Sur le marché des papiers couchés sans bois, il n'y a pas de chevauchement puisque Lancey n'est pas présent sur ce marché. En termes de tonnages de papier vendus, Matussière avait en 2001 une part de marché de 1,2 % sur la zone EEES, et a réalisé 3,7 % des ventes totales en France. En conséquence, l'opération de concentration n'est pas susceptible de porter atteinte à la concurrence sur ce marché, notamment par création ou renforcement de position dominante au profit de Matussière.
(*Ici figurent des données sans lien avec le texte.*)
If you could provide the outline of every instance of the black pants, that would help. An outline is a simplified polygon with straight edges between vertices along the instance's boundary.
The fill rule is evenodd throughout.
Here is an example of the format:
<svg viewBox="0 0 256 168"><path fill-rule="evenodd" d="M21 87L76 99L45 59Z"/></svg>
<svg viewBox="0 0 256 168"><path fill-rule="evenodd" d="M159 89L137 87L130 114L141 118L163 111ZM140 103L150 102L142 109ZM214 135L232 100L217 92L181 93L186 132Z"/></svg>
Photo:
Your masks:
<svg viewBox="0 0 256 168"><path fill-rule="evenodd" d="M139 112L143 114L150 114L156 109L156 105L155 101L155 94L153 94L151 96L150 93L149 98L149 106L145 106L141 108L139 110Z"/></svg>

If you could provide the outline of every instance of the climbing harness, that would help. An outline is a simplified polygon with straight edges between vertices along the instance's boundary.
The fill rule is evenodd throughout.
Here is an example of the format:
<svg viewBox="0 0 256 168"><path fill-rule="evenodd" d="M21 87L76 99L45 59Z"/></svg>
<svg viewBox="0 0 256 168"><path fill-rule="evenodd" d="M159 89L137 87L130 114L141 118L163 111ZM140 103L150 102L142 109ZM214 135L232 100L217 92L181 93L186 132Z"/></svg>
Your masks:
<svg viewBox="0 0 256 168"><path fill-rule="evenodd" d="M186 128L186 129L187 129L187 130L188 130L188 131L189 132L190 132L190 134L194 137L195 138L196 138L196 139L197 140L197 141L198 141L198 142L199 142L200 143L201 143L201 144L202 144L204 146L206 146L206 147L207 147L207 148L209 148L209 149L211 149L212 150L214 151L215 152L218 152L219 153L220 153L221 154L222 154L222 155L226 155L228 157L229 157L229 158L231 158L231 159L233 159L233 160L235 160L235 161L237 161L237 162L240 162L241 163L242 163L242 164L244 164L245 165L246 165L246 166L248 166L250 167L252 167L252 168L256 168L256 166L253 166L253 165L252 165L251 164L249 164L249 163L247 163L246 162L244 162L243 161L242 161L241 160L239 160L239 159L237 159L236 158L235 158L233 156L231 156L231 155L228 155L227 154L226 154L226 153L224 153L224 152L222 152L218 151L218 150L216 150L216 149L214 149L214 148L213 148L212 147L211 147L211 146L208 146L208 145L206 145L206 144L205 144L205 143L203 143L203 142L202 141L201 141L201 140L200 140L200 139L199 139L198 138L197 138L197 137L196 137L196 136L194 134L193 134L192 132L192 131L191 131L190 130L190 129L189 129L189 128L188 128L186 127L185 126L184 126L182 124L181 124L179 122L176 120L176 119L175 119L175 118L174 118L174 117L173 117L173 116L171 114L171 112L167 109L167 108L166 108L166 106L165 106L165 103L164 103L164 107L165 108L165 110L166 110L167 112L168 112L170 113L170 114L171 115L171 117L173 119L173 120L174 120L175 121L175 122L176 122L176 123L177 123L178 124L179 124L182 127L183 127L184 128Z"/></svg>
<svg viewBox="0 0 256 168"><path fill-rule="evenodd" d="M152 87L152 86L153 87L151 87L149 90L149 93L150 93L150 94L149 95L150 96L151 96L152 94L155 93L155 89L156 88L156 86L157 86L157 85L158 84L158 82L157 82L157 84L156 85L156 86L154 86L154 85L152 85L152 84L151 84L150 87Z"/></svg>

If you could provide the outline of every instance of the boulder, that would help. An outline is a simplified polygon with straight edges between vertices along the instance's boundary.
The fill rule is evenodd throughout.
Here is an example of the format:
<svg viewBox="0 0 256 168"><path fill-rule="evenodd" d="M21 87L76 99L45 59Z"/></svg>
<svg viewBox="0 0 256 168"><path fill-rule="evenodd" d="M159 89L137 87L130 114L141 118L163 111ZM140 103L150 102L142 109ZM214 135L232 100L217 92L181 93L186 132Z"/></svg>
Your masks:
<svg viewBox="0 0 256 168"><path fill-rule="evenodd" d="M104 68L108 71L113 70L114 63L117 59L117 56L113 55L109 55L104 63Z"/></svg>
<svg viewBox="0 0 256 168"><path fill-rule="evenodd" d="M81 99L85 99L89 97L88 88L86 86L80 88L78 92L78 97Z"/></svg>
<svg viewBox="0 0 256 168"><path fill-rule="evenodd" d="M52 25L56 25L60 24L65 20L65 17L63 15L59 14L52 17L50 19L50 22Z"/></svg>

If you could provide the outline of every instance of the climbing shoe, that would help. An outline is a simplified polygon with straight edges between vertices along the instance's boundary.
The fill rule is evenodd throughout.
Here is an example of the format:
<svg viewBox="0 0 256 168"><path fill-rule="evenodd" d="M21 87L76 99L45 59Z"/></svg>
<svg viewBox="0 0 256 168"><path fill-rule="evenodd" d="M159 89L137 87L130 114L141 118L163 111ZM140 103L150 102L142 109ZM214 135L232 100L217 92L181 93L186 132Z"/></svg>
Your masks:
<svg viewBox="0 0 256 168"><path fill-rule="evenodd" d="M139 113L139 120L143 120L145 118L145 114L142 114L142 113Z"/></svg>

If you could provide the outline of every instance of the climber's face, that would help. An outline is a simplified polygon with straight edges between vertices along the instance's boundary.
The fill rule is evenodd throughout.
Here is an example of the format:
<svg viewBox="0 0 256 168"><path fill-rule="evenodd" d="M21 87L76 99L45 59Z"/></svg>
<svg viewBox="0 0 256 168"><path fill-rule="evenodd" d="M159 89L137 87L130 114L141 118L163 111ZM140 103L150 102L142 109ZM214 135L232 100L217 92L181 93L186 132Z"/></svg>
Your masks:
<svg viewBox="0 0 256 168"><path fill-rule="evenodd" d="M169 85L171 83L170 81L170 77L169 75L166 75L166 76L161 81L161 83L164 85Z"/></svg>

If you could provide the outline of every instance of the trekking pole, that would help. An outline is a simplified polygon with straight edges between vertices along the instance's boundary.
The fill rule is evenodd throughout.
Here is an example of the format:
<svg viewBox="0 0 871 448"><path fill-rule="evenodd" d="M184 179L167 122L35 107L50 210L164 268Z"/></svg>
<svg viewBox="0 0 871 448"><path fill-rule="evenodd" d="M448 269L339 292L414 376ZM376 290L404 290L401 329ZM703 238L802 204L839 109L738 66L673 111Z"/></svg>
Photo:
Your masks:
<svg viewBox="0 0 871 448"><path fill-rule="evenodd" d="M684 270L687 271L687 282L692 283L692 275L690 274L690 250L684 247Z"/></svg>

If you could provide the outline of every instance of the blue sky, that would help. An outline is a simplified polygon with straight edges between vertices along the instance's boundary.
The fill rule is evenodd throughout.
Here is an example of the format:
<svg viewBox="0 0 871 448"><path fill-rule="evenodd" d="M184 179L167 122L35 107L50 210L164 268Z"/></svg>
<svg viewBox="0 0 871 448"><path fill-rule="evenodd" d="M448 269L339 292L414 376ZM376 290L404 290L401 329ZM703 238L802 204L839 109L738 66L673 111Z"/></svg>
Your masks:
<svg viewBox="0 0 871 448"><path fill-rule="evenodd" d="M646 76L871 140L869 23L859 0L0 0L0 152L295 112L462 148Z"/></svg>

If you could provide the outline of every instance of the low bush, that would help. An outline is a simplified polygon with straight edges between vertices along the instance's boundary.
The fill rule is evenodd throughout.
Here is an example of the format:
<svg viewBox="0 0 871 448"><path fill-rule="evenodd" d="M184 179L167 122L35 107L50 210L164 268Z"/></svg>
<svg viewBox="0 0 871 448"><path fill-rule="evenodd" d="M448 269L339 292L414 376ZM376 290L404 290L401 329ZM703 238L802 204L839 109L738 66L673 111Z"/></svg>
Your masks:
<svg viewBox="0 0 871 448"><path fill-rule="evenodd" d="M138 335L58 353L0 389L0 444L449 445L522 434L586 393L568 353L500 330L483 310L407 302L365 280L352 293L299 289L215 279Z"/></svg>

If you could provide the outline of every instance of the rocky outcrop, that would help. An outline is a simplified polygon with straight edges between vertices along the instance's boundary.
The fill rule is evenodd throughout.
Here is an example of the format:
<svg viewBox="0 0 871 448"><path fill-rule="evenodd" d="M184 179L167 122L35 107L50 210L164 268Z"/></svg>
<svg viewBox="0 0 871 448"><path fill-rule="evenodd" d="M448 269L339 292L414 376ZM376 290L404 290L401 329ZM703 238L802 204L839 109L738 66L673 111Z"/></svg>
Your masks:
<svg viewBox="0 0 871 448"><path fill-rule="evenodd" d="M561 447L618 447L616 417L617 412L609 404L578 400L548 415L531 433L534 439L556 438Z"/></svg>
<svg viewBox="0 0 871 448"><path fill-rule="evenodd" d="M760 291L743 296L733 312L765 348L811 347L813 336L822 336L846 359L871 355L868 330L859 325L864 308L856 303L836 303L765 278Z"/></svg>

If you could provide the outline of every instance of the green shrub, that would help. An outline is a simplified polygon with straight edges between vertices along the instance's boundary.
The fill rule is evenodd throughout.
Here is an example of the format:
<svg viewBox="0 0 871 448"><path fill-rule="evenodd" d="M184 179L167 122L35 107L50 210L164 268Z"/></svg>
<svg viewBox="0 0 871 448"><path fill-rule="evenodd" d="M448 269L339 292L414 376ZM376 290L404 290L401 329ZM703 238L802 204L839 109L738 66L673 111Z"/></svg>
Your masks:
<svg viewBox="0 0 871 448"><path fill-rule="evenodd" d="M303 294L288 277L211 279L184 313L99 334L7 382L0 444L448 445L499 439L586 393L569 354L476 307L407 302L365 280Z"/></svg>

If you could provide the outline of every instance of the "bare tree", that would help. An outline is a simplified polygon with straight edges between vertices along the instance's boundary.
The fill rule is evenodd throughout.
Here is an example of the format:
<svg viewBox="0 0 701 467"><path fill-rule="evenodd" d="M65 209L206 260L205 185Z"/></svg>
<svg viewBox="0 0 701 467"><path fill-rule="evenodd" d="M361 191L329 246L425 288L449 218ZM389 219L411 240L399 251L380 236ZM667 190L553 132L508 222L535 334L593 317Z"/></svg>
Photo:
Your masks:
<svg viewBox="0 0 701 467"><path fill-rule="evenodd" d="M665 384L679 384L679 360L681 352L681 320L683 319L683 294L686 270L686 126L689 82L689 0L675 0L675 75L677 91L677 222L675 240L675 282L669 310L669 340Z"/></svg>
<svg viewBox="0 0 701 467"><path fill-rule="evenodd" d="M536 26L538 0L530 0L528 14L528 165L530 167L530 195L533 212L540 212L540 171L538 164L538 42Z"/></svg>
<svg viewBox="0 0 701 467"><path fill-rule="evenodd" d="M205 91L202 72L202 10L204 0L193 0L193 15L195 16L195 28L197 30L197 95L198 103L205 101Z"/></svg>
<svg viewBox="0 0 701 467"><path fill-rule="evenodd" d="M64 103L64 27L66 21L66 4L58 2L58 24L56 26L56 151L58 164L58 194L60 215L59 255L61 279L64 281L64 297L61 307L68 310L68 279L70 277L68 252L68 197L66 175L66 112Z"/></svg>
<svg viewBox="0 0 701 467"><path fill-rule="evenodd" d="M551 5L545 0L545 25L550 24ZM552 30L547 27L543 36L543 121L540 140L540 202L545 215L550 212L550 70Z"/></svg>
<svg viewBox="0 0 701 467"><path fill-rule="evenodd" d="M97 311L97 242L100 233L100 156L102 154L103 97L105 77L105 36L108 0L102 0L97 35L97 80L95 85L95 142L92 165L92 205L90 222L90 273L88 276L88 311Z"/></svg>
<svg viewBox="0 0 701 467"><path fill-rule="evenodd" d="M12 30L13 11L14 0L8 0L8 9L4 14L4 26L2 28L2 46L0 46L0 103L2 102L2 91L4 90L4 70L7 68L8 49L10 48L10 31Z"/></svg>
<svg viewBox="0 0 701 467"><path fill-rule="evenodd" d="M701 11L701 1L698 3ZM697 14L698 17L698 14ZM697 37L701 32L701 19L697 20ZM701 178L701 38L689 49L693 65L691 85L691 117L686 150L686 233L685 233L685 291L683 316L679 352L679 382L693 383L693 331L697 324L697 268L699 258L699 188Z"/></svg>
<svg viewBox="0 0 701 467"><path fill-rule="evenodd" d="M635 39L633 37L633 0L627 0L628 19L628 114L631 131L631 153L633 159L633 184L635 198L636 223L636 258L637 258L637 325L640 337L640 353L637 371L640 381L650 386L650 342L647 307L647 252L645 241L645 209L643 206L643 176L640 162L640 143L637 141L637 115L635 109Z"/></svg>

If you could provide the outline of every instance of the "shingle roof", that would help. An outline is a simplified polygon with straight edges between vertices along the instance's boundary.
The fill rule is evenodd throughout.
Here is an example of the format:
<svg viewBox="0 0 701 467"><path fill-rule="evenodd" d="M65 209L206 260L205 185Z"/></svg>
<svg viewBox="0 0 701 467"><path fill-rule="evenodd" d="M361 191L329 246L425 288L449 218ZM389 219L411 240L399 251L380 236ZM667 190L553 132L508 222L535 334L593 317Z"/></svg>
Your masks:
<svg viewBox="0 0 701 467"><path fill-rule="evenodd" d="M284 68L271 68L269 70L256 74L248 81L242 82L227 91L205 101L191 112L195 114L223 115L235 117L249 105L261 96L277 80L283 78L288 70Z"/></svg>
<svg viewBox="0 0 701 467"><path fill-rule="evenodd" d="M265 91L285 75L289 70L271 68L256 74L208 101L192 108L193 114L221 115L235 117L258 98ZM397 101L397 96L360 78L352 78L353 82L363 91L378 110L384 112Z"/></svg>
Sur le marché des papiers avec bois (couchés et supercalandrés), l'opération conduit à un chevauchement: Lancey et Matussière ont respectivement produit en 2001 120 000 tonnes et 40 000 tonnes de papier. Les données statistiques publiées par la Confédération des industries de papier européennes (CEPI) ne sont disponibles que pour une partie du marché, à savoir les papiers couchés avec bois.

Pour le seul papier couché avec bois, Lancey et Matussière ont réalisé en 2001 respectivement 1,6 % et 0,6 % des ventes faites dans l'EEES. Dans la mesure où Lancey et Matussière ne produisent pas de papier surpercalandré, leurs parts de marché sur l'ensemble du marché de produit, incluant le papier supercalandré, sont donc forcément inférieures. Les ventes françaises de Lancey et Matussière ont représenté au total pour la même année un peu plus de 11 % (8 % pour Lancey et 3,2 % pour Matussière) des ventes totales faites en France. La nouvelle entité aura des parts de marché relativement faibles, dans un contexte où de puissants opérateurs de taille européenne, qui pour la plupart produisent aussi bien du papier couché avec bois que du papier supercalandré, sont présents sur ce marché. Ainsi, les cinq principaux fabricants (UPM Kymmene, Stora Enso, Myllykoski, Burgo, NSI) représentent plus de 80 % des capacités installées dans l'EEES pour ces papiers (couchés avec bois et supercalandrés). En conséquence, l'opération de concentration n'est pas susceptible de porter atteinte à la concurrence sur ce marché, notamment par création ou renforcement de position dominante au profit de Matussière.

En conclusion, l'opération notifiée n'est pas de nature à porter atteinte à la concurrence sur les marchés identifiés, notamment par création ou renforcement de position dominante au profit de Matussière. Je vous informe donc que j'autorise cette opération.

Je vous prie d'agréer, monsieur le président, l'expression de mes sentiments les meilleurs.

NOTE (S) :

(1) La pâte chimique est obtenue en éliminant de la matière première, par un traitement chimique, une très grande proportion de ses composants non cellulosiques. La pâte mécanique est, quant à elle, obtenue entièrement par des moyens mécaniques.

(2) Le calandrage consiste à passer le papier entre des rouleaux sous très forte pression (calandre) afin d'en lustrer les faces par frottement. Cela permet d'améliorer l'aspect et l'imperméabilité du papier, ainsi que la brillance des encres. La supercalandre est un type de calandre comportant un nombre plus important de rouleaux et permettant un satinage du papier beaucoup plus poussé (papier supercalandré).

(3) " While it is true that there is some substitution between the two grades possible such substitution takes place at the margins and is not pertinent in terms of volume " (paragraphe 18 de la décision précitée).